Sully McConnell serves as the Chief Data Officer of The Hartford, where he has been since 2018. He is an innovative technology executive and change agent with deep subject matter expertise in the business intelligence, big data, and analytics domains.

Sully has an unusual blend of technical depth, a strong orientation towards customer and employee satisfaction, excellent motivational skills, and broad experience implementing and scaling Agile delivery principles in large, complex organizations.
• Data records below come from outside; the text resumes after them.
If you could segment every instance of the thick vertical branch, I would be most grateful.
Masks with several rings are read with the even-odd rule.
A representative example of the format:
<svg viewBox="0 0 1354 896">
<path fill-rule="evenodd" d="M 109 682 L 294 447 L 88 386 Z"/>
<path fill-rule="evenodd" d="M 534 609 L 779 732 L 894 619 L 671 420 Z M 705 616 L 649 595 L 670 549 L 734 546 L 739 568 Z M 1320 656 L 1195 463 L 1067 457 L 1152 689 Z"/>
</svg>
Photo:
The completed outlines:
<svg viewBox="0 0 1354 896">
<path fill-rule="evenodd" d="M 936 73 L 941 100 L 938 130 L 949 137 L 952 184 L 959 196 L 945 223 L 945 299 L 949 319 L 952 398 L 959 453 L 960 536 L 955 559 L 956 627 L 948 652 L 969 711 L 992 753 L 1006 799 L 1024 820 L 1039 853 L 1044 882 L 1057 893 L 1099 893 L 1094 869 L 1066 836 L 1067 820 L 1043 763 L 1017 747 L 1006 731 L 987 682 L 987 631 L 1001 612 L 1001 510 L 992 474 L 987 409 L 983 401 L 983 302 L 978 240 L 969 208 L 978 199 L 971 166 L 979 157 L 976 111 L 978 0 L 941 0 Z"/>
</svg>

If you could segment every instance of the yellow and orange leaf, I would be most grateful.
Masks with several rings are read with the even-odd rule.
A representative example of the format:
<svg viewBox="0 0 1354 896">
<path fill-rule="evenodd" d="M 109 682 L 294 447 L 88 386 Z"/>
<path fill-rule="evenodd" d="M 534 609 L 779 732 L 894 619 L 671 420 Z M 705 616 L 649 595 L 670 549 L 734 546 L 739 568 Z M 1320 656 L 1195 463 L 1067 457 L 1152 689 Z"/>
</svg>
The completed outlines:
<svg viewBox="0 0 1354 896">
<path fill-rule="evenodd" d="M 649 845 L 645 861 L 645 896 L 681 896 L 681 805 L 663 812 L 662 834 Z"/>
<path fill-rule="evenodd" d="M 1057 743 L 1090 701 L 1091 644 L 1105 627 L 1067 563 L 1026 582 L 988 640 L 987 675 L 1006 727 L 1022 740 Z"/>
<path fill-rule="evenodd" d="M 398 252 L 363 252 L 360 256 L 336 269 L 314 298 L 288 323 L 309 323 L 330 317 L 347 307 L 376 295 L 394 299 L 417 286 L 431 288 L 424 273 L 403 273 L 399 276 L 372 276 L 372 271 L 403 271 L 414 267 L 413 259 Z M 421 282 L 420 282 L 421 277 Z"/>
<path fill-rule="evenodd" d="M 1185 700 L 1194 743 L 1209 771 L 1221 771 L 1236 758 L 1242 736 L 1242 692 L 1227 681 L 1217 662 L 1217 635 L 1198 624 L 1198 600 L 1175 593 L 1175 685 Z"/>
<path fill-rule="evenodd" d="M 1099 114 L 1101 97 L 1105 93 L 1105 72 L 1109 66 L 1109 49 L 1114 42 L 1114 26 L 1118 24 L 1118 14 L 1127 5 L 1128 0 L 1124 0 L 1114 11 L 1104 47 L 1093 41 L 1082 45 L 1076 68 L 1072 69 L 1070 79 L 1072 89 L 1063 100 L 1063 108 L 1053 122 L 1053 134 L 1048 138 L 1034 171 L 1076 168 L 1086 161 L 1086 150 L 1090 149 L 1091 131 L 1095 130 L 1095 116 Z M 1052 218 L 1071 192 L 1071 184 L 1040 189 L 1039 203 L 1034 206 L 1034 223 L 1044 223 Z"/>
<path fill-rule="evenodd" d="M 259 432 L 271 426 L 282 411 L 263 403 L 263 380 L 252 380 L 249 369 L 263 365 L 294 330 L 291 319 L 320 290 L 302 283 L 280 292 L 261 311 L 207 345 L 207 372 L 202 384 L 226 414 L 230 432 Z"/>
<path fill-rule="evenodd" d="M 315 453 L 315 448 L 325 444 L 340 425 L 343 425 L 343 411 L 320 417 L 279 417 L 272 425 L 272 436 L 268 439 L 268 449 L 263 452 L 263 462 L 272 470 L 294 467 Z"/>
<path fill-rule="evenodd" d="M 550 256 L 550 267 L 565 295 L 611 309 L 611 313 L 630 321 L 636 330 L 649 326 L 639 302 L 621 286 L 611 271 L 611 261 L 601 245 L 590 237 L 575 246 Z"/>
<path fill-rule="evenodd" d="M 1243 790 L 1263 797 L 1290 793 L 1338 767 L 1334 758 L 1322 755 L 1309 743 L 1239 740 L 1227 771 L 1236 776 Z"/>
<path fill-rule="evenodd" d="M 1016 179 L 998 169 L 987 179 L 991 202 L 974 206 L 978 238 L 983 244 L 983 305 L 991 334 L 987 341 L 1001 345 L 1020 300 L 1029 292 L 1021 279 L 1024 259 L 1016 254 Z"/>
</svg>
In addition to experiences with multiple Fortune 100 companies, Sully has demonstrated exceptional leadership skills in startup situations, having helped create a 20-person software startup in the CRM marketspace without using venture capital. He was on the executive team and helped bring the company to a successful exit strategy (selling for $52M in April 2000).

Sully has been able to leverage these skills and experiences to help large organizations execute more effectively and to manage the cultural transformation necessary to compete on data and analytics.